В вестибюле уже по-утреннему были раздвинуты шторы, и в окна бился яркий солнечный свет. И вот в этом-то свете он увидел Готтшалка и Нину, сидящих рядышком на небольшим диване, чуть в стороне от главного входа.
Теперь или никогда, решил он, пора выяснить, что у режиссера на уме и покончить с этим раз и навсегда. Но что-то в наклоне головы Готтшалка и в напряженной позе застывшей актрисы, внимающей его словам, остановило его порыв. Он немного помедлил, но вместо того, чтобы подойти к ним и выяснить отношения, плюхнулся в кресло позади их дивана, стараясь разобраться в собственных мыслях.
— Для него это будет слишком трудно, — донеслось до него. Говорила Нина. — Это спутает его карты. Ты ставишь его в очень суровые рамки, заставляешь работать по своему плану, но не сообщаешь, по какому именно. Немного нечестно, ты не находишь?
— Дорогая, если он будет знать, о чем я думаю, это волей-неволей принудит его совершенствоваться, подделываться под мои замыслы. Понимаешь? Он мне нужен свеженьким, не подвластным ничьему влиянию. Именно поэтому я не посвящаю его в мои замыслы. Неужели неясно? Ведь только тогда он будет полностью отдавать всю свою энергию ежесекундной жизни на съемочной площадке, более уверенно чувствовать себя. Видишь ли, я специально не говорю о том, какой должен быть конечный результат, просто намекаю на то, что хотел бы видеть, переключаю его на мою волну видения, так сказать. А это, в свою очередь, дает ему свободу действия, которую он черпает из своего собственного опыта.
— Тем самым ты убираешь с дороги конкурента.
— Чушь, я выдвигаю Рота на передний план, перемещаю фокус на него.
— Ну, понятно, — тихим голосом произнесла Нина, — ты привык всех перемещать и тасовать, как карты в колоде.

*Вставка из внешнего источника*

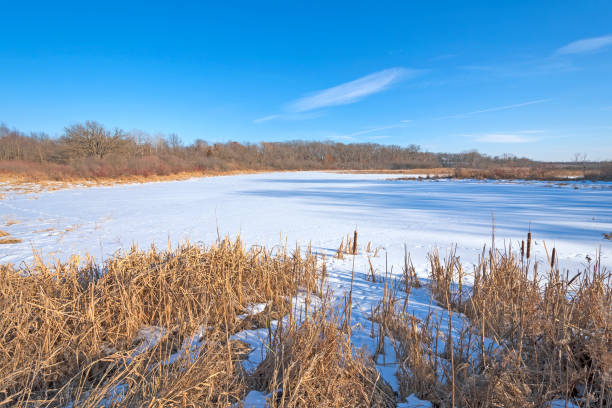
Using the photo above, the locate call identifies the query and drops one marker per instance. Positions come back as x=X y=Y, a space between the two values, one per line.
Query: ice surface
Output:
x=320 y=208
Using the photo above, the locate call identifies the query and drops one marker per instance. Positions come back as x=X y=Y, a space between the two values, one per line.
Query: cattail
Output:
x=552 y=258
x=528 y=245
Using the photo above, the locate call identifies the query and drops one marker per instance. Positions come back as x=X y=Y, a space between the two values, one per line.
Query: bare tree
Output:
x=93 y=140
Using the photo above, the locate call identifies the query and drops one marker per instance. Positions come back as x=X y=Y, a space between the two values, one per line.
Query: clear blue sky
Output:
x=523 y=77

— Может быть, но тебя это не касается. Ты — особая статья, все остальные, для меня — технический персонал, орудия производства. Ты играешь главную роль в моем мировоззрении. В этой картине все мои мысли будут изливаться на зрителя через тебя, ты будешь трансформировать и аккумулировать мои идеи и замыслы. Ясно?
— Женское сердце более чувствительно.
Режиссер улыбнулся.
— Помнишь, о чем мы говорили вчера?
— Конечно, — рассмеялась Нина, — разве такое забудешь?
— Согласен, я был слишком напорист, но я только хотел направить тебя в нужное русло. Ты уж извини.
— Но с чего ты решил, что мне будет трудно переключиться на размышления о космосе и вечности? Мне эта тема очень даже понравилась.
— Интересно. Это, видимо, потому, что ты подсознательно отождествила себя с морской стихией.
— Вполне возможно.
— В этом, между прочим, и состоит сущность фильма. От ужаса, который внушает героине холодный космос, женщина бросается в иную, но тоже враждебную ее естеству среду. Теперь она ищет спасения в море. И не только спасения, но и уединения, освобождения от великого горя.
— Так значит, ты решил все оставить, как было, и сделать ее самоубийцей?
— Сожалею, но ничего не могу поделать. Это предрешено, и спорить на эту тему я не собираюсь.
— Слушай, а ты снял хоть одну картину, в которой не было бы смерти?
— Было дело когда-то…
— Хм, а такую, где герои не ощущали бы на себе холодное дыхание смерти?
— Никогда.
— Ты что же, считаешь, что без этого нельзя? Что это совершенно неизбежно?
— Отнюдь, нет ничего неизбежного.
— А предначертанного? — подал голос Камерон, поднимаясь со своего места.
— Тут ничего не скажу, — без тени удивления ответил режиссер, приветственно кивая Камерону.
— Я все понял, — сказал трюкач, — по крайней мере, мне так кажется.
— Неужели? — невозмутимым голосом поинтересовался Готтшалк.